Computed goto for efficient dispatch tables

July 12th, 2012 at 3:44 pm

Recently, while idly browsing through the source code of Python, I came upon an interesting comment in the bytecode VM implementation (Python/ceval.c) about using the computed gotos extension of GCC [1]. Driven by curiosity, I decided to code a simple example to evaluate the difference between using a computed goto and a traditional switch statement for a simple VM. This post is a summary of my findings.

Defining a simple bytecode VM

First let’s make clear what I mean by a "VM" in this context – a Bytecode Interpreter. Simply put, it’s a loop that chugs through a sequence of instructions, executing them one by one.

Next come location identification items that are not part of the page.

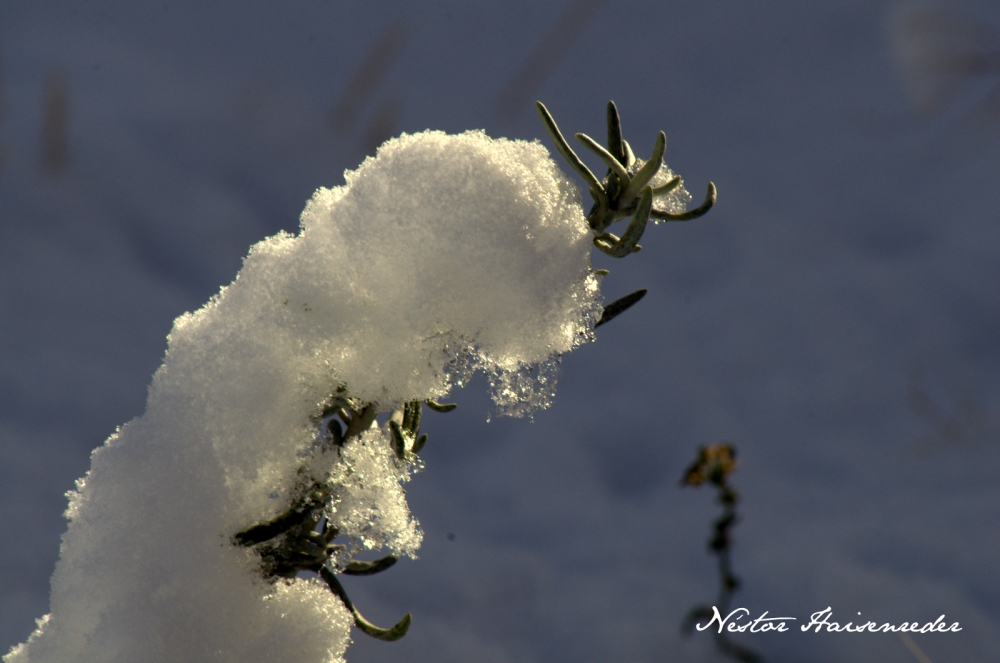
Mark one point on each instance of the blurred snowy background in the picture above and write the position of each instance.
(836, 316)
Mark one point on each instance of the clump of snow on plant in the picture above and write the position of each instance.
(443, 255)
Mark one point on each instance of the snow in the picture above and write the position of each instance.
(441, 256)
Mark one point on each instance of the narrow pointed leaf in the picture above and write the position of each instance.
(637, 225)
(389, 634)
(619, 306)
(370, 568)
(595, 185)
(629, 154)
(615, 146)
(648, 170)
(710, 197)
(398, 441)
(411, 417)
(606, 157)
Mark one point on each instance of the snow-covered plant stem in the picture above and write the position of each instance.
(261, 455)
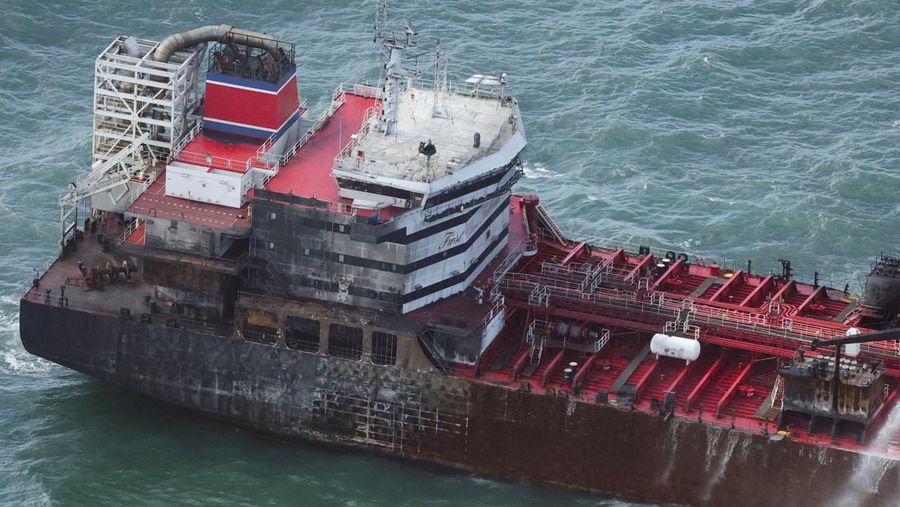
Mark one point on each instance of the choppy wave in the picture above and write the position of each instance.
(733, 130)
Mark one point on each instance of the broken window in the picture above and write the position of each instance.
(345, 341)
(384, 348)
(302, 334)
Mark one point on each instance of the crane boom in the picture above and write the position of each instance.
(876, 336)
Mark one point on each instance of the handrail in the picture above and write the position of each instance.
(198, 126)
(663, 305)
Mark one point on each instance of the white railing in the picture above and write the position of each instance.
(129, 230)
(539, 293)
(198, 126)
(370, 113)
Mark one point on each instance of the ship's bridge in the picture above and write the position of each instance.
(440, 140)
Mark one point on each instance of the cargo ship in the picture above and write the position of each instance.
(366, 278)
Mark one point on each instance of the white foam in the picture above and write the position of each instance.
(871, 467)
(538, 171)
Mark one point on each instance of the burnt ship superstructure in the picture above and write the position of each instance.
(366, 277)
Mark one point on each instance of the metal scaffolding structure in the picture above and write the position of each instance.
(136, 95)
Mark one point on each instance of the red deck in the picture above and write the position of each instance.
(308, 173)
(747, 322)
(207, 151)
(154, 203)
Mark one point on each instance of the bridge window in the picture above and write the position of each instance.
(345, 341)
(302, 334)
(384, 348)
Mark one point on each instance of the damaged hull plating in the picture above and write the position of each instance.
(487, 429)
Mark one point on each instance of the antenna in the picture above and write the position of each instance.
(394, 70)
(380, 19)
(439, 110)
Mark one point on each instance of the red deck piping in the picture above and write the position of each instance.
(759, 288)
(734, 385)
(554, 364)
(642, 382)
(777, 296)
(726, 285)
(695, 393)
(661, 280)
(572, 254)
(680, 377)
(640, 265)
(812, 297)
(584, 371)
(519, 365)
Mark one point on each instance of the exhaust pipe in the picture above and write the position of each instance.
(220, 33)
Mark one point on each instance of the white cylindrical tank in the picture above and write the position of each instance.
(852, 349)
(675, 346)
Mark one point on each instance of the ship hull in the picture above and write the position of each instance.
(487, 429)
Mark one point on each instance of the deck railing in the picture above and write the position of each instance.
(541, 290)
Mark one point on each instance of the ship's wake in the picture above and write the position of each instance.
(874, 465)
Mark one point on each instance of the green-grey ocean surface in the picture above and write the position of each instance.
(733, 130)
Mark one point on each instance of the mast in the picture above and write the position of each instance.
(394, 70)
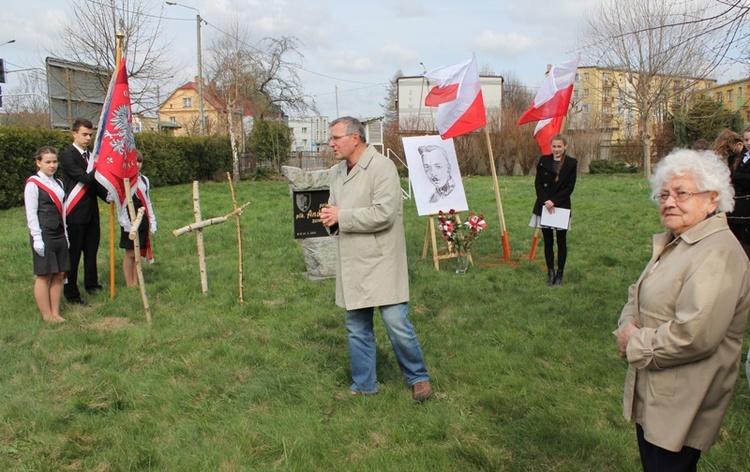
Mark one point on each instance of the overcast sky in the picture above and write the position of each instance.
(354, 46)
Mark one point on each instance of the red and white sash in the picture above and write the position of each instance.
(39, 183)
(146, 252)
(78, 191)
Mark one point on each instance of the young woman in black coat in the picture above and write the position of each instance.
(554, 183)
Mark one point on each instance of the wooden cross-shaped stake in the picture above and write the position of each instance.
(136, 219)
(198, 227)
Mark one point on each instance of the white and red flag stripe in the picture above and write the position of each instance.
(458, 96)
(553, 97)
(114, 148)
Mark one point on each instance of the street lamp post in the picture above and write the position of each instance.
(198, 20)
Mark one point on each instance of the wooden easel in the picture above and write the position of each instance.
(445, 252)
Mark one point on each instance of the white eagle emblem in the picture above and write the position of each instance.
(121, 137)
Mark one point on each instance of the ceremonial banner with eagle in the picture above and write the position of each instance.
(114, 148)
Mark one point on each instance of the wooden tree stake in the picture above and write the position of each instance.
(137, 246)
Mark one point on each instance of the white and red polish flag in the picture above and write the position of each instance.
(545, 130)
(553, 98)
(114, 148)
(458, 96)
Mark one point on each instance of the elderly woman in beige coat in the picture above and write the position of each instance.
(682, 328)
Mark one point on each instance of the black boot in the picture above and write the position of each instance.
(558, 278)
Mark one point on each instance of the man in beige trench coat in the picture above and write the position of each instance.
(366, 209)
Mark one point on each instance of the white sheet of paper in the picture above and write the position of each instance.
(559, 219)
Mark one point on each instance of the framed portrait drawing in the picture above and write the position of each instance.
(434, 175)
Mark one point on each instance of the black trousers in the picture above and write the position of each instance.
(549, 248)
(657, 459)
(84, 239)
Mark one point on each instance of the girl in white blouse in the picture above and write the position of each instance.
(45, 216)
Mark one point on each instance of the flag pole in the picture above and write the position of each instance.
(118, 55)
(501, 216)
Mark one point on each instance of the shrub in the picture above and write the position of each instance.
(611, 167)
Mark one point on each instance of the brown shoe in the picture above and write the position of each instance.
(421, 391)
(345, 395)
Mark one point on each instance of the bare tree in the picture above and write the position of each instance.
(255, 78)
(646, 43)
(89, 37)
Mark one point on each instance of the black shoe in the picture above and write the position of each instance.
(78, 301)
(558, 278)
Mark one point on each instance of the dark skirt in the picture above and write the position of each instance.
(56, 258)
(127, 243)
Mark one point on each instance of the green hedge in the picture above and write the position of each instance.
(168, 160)
(611, 167)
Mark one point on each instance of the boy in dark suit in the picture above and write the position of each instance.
(81, 190)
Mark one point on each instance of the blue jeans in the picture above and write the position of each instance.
(362, 346)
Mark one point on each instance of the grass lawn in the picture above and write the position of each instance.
(525, 377)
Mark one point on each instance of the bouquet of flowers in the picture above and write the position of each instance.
(460, 237)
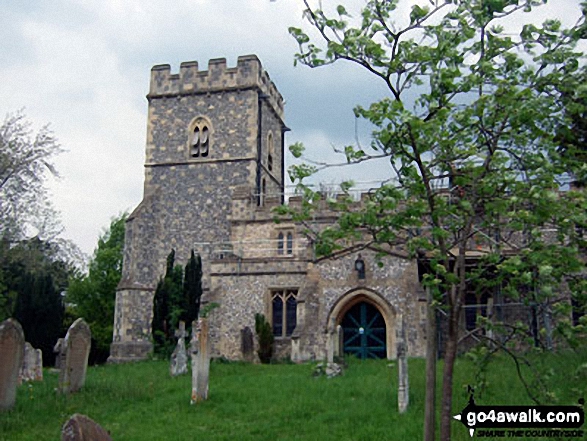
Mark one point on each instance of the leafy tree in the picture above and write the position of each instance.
(177, 298)
(35, 276)
(92, 295)
(25, 163)
(192, 286)
(265, 338)
(471, 128)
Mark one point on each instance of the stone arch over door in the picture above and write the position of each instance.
(353, 298)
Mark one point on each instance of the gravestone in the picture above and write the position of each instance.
(81, 428)
(331, 347)
(247, 344)
(403, 390)
(38, 371)
(340, 341)
(179, 358)
(11, 355)
(59, 349)
(200, 352)
(29, 361)
(77, 342)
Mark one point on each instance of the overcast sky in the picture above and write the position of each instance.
(83, 67)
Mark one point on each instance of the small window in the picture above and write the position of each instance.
(280, 244)
(289, 243)
(284, 312)
(270, 151)
(199, 138)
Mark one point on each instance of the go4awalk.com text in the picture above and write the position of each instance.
(523, 421)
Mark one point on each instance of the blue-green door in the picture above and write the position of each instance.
(364, 332)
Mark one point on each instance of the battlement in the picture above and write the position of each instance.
(248, 73)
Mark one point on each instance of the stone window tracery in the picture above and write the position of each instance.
(280, 238)
(284, 311)
(270, 149)
(199, 138)
(289, 242)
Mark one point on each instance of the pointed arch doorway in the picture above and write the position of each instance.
(364, 331)
(367, 309)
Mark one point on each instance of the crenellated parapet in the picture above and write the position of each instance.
(247, 74)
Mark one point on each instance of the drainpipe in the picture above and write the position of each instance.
(260, 97)
(284, 129)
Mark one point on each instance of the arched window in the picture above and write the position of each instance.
(284, 311)
(289, 243)
(199, 138)
(263, 192)
(280, 244)
(270, 151)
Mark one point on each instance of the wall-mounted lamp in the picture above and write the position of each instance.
(360, 267)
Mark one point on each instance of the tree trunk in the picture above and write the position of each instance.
(450, 352)
(430, 404)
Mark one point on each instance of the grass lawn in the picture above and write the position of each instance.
(269, 402)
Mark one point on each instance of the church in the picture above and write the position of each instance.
(214, 172)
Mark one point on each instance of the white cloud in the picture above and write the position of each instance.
(83, 66)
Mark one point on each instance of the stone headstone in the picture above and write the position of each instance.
(39, 365)
(330, 346)
(29, 361)
(340, 341)
(200, 360)
(77, 342)
(59, 349)
(247, 344)
(179, 358)
(81, 428)
(11, 355)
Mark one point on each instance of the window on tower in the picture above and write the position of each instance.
(270, 151)
(284, 311)
(199, 138)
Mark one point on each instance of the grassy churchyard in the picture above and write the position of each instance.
(270, 402)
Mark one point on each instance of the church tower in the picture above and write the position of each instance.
(208, 133)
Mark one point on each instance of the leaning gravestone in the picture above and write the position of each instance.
(38, 365)
(11, 355)
(403, 389)
(28, 369)
(81, 428)
(77, 342)
(59, 349)
(179, 358)
(247, 344)
(199, 347)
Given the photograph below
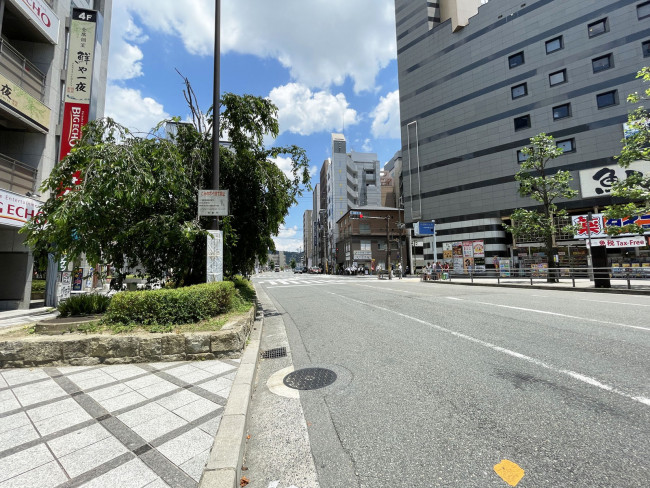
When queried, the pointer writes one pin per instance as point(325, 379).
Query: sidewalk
point(139, 425)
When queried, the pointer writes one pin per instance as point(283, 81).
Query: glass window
point(554, 45)
point(568, 145)
point(601, 63)
point(519, 90)
point(516, 60)
point(557, 77)
point(522, 122)
point(561, 111)
point(597, 28)
point(643, 10)
point(606, 99)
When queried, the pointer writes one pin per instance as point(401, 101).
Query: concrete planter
point(89, 350)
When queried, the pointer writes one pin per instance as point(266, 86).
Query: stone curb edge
point(223, 469)
point(550, 287)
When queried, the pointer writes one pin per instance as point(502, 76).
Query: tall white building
point(352, 182)
point(36, 50)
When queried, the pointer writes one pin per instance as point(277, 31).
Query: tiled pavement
point(137, 425)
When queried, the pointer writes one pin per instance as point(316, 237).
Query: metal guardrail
point(16, 176)
point(21, 71)
point(532, 276)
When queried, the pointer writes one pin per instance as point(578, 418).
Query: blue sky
point(329, 66)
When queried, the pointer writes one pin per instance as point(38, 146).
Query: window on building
point(606, 99)
point(516, 60)
point(554, 45)
point(557, 77)
point(602, 63)
point(522, 122)
point(646, 49)
point(519, 90)
point(561, 111)
point(567, 145)
point(597, 28)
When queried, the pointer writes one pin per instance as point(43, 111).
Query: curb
point(549, 287)
point(223, 469)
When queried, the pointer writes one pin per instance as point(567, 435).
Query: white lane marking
point(617, 303)
point(580, 377)
point(544, 312)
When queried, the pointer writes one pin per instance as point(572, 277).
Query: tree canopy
point(635, 189)
point(544, 185)
point(133, 199)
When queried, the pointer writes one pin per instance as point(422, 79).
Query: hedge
point(171, 306)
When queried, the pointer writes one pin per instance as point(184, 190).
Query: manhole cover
point(310, 378)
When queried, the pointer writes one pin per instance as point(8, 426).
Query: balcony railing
point(18, 69)
point(16, 176)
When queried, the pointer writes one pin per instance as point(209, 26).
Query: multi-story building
point(35, 52)
point(373, 241)
point(308, 238)
point(478, 79)
point(352, 181)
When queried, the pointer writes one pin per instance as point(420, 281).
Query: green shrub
point(89, 304)
point(171, 306)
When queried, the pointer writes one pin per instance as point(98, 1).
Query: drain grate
point(278, 352)
point(310, 378)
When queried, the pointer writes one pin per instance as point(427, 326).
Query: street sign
point(213, 203)
point(426, 228)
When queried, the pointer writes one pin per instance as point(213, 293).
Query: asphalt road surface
point(441, 385)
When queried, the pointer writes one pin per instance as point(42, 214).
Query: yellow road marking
point(509, 472)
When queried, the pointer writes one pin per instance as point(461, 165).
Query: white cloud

Using Python’s 2000-line strong (a bunch of supporting macros not included) PyEval_EvalFrameEx as an example wouldn’t be very educational. Therefore, I’ll define a tiny VM whose only state is an integer and has a few instructions for manipulating it. While simplistic, the general structure of this VM is very similar to real-world VMs. This VM is so basic that the best way to explain it is just to show its implementation:

#define OP_HALT     0x0
#define OP_INC      0x1
#define OP_DEC      0x2
#define OP_MUL2     0x3
#define OP_DIV2     0x4
#define OP_ADD7     0x5
#define OP_NEG      0x6

int interp_switch(unsigned char* code, int initval) {
    int pc = 0;
    int val = initval;

    while (1) {
        switch (code[pc++]) {
            case OP_HALT:
                return val;
            case OP_INC:
                val++;
                break;
            case OP_DEC:
                val--;
                break;
            case OP_MUL2:
                val *= 2;
                break;
            case OP_DIV2:
                val /= 2;
                break;
            case OP_ADD7:
                val += 7;
                break;
            case OP_NEG:
                val = -val;
                break;
            default:
                return val;
        }
    }
}

Note that this is perfectly "standard" C. An endless loop goes through the instruction stream and a switch statement chooses what to do based on the instruction opcode. In this example the control is always linear (pc only advances by 1 between instructions), but it would not be hard to extend this with flow-control instructions that modify pc in less trivial ways.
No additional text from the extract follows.